Given that:
Object x = null;
Consider code snippet #1:
if (x == null || !x.equals(new Object()))
System.out.println("I print!");
Code snippet #1 does not throw a NullPointerException as I first thought it should have. I can provoke the exception with a little bit of help from the | operator. Code snippet #2:
if (x == null | !x.equals(new Object()))
System.out.println("This will throw a NullPointerException..");
How come then that my first code snippet never evaluated the right expression that has a unary NOT operator in it (the exclamation !)? According to.. well all web sites out there.. the unary NOT operator has higher precedence that that of the logical OR operator (||).

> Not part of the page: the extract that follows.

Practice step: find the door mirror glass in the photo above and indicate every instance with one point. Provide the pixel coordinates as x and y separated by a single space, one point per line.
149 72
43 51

the unary NOT operator has higher precedence that that of the logical OR operator (||).
Yes it's true. But the precedence thing will come into effect, if you use NOT on the first expression of logical OR.
Consider the condition:
if (!x.equals(y) || y.equals(z))
In this case, the negation will be applied first on the result of x.equals(y), before the logical OR. So, had the precedence of || been greater than !, then the expression would have been evaluated as:
if (!(x.equals(y) || y.equals(z)))
But it's not. As you know why.
However, if the NOT operator is on the second expression, the precedence is not a point here. The first expression will always be evaluated first before the 2nd expression. And short-circuit behaviour will come into play.